Terugvordering van bijstandsuitkering en de verordenende bevoegdheid van de gemeenteraad

In deze zaak heeft de Rechtbank Arnhem op 10 maart 2006 uitspraak gedaan in een geschil tussen eiseres, die een bijstandsuitkering ontving, en het college van burgemeester en wethouders van de gemeente Arnhem. De zaak betreft de terugvordering van te veel betaalde bijstand aan eiseres over de periode van 1 december 2004 tot en met 31 december 2004. De rechtbank oordeelt dat de gemeenteraad zijn verordenende bevoegdheid heeft overschreden door in de handhavingsverordening te bepalen in welke gevallen onverschuldigd betaalde bijstand wordt teruggevorderd. De rechtbank stelt vast dat het bestreden besluit onvoldoende blijk geeft van een individuele afweging van belangen, wat in strijd is met de beginselen van behoorlijk bestuur.
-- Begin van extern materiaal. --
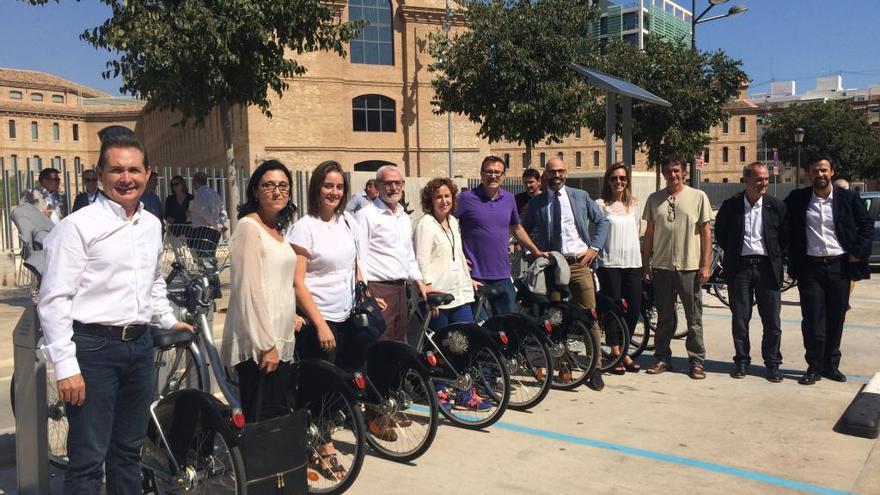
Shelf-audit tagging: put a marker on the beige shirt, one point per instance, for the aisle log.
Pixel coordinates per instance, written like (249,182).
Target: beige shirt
(262,305)
(676,227)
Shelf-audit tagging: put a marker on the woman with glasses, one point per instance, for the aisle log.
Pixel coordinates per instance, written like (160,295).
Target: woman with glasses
(177,206)
(620,264)
(258,337)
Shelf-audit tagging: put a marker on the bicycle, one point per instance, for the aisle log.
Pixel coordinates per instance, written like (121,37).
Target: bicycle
(471,380)
(526,355)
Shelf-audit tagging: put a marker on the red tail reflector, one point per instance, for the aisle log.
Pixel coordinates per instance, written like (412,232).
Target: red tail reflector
(238,418)
(360,381)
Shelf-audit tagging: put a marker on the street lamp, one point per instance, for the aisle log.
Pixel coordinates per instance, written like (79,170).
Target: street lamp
(798,140)
(699,19)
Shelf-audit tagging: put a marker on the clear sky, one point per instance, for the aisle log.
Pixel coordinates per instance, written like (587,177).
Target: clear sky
(775,39)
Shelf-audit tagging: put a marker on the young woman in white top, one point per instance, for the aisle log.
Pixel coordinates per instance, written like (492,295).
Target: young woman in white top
(258,336)
(620,265)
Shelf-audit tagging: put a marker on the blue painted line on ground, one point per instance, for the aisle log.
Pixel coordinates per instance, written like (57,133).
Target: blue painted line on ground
(674,459)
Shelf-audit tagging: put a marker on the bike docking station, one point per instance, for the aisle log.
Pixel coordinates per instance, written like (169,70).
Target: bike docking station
(31,435)
(862,417)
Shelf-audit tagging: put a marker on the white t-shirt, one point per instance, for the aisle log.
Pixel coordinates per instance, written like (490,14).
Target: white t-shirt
(330,269)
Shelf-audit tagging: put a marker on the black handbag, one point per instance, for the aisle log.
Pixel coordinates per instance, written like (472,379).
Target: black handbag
(274,452)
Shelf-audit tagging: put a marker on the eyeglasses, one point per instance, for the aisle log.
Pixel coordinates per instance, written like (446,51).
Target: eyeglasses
(270,187)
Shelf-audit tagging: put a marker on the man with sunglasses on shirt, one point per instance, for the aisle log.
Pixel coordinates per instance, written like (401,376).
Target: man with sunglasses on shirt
(676,255)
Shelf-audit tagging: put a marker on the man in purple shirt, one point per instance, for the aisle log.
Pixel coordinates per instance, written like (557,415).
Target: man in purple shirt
(487,216)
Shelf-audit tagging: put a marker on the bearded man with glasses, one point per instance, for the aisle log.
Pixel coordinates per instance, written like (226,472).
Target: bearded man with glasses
(676,255)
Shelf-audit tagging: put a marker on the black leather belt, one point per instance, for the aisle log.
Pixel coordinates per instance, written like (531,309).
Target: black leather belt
(124,333)
(826,260)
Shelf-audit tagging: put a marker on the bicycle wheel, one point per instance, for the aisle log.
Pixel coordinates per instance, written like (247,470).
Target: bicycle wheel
(213,466)
(579,358)
(483,398)
(179,372)
(614,333)
(56,421)
(336,422)
(413,416)
(530,373)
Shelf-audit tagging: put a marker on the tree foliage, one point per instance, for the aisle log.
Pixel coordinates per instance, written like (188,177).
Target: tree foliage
(509,72)
(834,128)
(699,85)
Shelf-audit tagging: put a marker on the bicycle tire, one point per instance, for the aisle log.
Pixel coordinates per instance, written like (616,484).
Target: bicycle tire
(532,373)
(210,479)
(485,360)
(613,329)
(56,420)
(579,341)
(417,403)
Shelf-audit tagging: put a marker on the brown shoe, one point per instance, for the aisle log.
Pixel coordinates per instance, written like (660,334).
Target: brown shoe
(697,372)
(658,367)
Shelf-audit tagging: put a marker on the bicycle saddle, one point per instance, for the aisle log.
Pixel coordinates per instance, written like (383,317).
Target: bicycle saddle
(491,291)
(435,299)
(166,339)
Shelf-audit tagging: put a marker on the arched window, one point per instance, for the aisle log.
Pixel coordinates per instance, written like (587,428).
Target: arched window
(373,113)
(374,44)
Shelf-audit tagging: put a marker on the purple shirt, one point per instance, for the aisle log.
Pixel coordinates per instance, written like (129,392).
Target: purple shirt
(485,231)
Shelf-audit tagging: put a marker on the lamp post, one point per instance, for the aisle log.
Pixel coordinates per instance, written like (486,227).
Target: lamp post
(699,19)
(798,140)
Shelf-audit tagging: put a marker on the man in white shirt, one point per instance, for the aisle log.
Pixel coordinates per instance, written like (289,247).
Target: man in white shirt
(749,229)
(385,244)
(101,287)
(363,198)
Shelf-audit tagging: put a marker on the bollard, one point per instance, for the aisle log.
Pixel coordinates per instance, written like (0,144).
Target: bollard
(31,437)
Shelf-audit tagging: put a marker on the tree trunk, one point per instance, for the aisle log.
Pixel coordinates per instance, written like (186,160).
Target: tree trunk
(232,199)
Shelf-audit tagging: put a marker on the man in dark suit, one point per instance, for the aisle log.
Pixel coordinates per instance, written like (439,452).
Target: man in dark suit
(749,229)
(829,234)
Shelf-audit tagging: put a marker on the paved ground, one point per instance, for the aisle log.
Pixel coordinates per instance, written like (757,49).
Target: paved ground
(666,433)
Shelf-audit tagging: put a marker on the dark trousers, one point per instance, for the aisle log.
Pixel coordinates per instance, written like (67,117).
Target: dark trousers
(351,344)
(824,293)
(272,397)
(110,427)
(623,283)
(754,278)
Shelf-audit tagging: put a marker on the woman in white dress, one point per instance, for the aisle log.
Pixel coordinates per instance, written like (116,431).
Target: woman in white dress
(258,337)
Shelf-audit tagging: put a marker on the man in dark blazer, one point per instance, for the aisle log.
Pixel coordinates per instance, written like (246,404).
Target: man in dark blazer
(829,236)
(749,229)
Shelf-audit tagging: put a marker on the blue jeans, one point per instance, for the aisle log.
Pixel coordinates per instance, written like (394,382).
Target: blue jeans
(111,425)
(459,314)
(501,305)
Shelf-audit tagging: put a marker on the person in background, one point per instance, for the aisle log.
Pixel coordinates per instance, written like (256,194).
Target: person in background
(620,261)
(363,198)
(749,229)
(829,237)
(177,206)
(87,197)
(261,323)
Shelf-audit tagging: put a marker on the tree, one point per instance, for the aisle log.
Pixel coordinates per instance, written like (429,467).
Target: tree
(699,85)
(509,72)
(834,128)
(194,56)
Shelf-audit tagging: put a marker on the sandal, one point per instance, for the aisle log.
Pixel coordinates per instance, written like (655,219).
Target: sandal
(327,465)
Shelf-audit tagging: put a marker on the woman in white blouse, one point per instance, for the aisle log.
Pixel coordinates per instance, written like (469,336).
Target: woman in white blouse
(258,336)
(620,265)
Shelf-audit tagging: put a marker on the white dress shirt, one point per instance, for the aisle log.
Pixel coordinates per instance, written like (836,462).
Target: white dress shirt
(753,228)
(102,268)
(207,209)
(572,244)
(821,238)
(385,244)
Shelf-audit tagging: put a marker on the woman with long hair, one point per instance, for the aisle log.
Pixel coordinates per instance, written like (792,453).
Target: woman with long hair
(620,264)
(258,337)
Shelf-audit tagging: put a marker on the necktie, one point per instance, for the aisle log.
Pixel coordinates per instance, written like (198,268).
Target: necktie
(556,227)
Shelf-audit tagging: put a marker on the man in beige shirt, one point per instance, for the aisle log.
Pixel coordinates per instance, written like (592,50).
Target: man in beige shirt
(676,255)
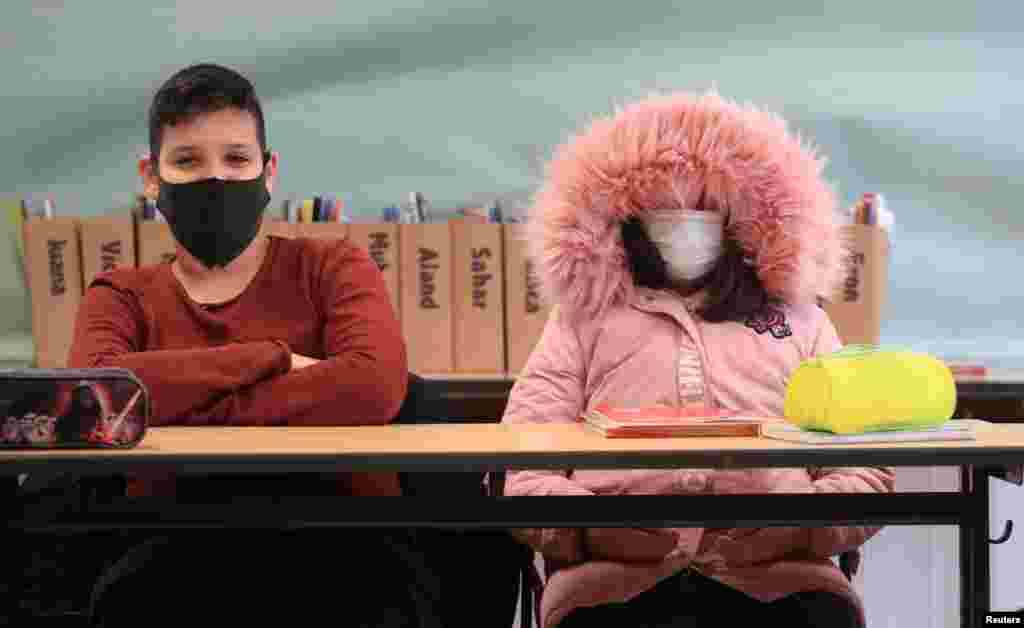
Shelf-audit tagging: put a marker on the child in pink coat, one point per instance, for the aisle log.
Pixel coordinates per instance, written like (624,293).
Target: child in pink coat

De rechtbank heeft vastgesteld dat eiseres in december 2004 inkomsten uit arbeid heeft ontvangen, die in mindering moesten worden gebracht op haar bijstandsuitkering. De gemeente had echter verzuimd om de vordering in het bestreden besluit te corrigeren, ondanks erkenning van een onjuist primair besluit. De rechtbank concludeert dat de terugvordering niet op de juiste wijze is gemotiveerd en dat de belangen van eiseres onvoldoende zijn meegewogen. Hierdoor is het bestreden besluit vernietigd en is de gemeente Arnhem veroordeeld in de proceskosten van eiseres.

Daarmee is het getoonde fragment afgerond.